Reports are sketchy, but they say weed can stay in your system for 3-4 months if you are a heavy user.


----------



## Cronk (Jun 26, 2009)

I'd stay just stick it out till your drug test, Its going to be even more magical when you light up a fatty after depriving your self of weed....


----------



## towlie (Jun 28, 2009)

I wouldn't risk it either Jeezy. 

NORML has some great information on the subject.

http://norml.org/index.cfm?Group_ID=4934

The following regime has been suggested by a former army drug testing officer (Robert Freeman, "How to 'Beat' a Drug Test," High Times, Aug. 198: Take an 80-milligram dose of Lasix; take a hefty drink of water; piss two or three times, then take the test. If you're lucky and didn't smoke too much pot, a good washout may get you past a test on a couple days' notice. However, regular smokers should allow at least a week or two if at all possible. 

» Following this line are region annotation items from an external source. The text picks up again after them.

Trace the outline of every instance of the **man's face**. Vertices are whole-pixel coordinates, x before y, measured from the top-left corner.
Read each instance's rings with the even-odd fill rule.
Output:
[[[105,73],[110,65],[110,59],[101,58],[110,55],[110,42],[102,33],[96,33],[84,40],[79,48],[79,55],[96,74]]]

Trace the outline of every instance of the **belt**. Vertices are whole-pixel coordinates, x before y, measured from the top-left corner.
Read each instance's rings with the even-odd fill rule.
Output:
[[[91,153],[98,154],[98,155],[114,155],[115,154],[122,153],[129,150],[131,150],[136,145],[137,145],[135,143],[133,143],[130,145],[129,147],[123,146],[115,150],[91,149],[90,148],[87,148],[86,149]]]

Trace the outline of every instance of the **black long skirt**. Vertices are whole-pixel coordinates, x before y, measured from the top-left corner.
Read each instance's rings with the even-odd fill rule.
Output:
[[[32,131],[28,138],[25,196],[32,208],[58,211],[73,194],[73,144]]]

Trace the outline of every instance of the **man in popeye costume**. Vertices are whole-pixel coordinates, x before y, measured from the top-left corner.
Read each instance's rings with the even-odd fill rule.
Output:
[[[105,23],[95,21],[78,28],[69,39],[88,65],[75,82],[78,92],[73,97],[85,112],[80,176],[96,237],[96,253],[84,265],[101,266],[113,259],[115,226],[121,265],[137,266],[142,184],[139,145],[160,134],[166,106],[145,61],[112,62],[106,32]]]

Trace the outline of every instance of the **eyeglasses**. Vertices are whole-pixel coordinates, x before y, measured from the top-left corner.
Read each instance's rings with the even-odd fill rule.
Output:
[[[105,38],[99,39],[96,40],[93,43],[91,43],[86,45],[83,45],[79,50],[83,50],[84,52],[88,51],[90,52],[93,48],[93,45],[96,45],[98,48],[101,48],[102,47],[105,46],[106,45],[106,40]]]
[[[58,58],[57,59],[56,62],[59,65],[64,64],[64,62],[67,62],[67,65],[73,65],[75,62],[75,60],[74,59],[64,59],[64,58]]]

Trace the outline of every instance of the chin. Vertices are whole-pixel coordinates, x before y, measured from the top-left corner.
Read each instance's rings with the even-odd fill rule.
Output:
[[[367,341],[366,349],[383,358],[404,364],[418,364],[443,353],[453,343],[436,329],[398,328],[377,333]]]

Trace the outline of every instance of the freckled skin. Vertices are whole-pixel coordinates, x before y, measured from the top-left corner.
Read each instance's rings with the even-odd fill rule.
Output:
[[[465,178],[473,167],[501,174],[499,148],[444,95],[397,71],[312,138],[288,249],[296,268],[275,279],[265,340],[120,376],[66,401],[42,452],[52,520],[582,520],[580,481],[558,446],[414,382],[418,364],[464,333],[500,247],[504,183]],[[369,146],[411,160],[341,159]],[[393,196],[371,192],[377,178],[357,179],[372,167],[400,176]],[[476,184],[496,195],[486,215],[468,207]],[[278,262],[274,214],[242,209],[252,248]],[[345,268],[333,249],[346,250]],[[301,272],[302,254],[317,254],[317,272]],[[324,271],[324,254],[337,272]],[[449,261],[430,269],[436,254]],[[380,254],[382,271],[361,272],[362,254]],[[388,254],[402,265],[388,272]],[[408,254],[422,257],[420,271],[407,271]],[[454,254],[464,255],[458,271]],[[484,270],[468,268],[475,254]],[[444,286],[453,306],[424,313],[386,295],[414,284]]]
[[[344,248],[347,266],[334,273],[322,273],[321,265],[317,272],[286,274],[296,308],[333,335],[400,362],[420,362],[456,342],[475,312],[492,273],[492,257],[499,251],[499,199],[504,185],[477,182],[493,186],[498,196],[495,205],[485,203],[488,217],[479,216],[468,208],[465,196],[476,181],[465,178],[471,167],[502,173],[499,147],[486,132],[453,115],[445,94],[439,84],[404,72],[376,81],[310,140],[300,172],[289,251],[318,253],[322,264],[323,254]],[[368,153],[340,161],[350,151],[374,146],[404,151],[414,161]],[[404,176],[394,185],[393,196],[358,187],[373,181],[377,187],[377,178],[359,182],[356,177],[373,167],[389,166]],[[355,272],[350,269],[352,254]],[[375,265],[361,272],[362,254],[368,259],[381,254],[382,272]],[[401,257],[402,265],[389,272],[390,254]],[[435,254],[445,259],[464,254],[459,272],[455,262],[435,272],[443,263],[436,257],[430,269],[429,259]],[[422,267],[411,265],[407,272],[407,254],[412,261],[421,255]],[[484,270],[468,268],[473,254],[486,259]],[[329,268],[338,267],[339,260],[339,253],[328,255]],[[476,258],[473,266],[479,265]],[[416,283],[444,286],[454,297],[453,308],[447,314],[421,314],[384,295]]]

I like to periodically flush it from my system... which sucks. But as Cronk said, it will lower your tolerance... Allowing you to get a bigger bang for the buck. I also think this technique promotes the numerous health benefits associated with moderate Giggle-Bush use such as the promotion of brain development, etc.

http://www.npr.org/templates/story/story.php?storyId=6353985

Good luck with your test bro...


----------



## ImTheDude (Jul 3, 2009)

Dude I'm a heavy smoker and on probation now. A month ago i got the notice that they were doing a physical, mental, and drug tests on me. I smoke Alot and only Chronic meaning KB. So I got the notice a week before it happened. Stopped smoking started drinking more than usual. Still hung out with friends while they were smoking. Passed. I heard from a recent study that Marijuana more than likely only stays in your body on average for only a week.


----------



## MrJoshC (Jul 5, 2009)

ImTheDude said:


> I heard from a recent study that Marijuana more than likely only stays in your body on average for only a week.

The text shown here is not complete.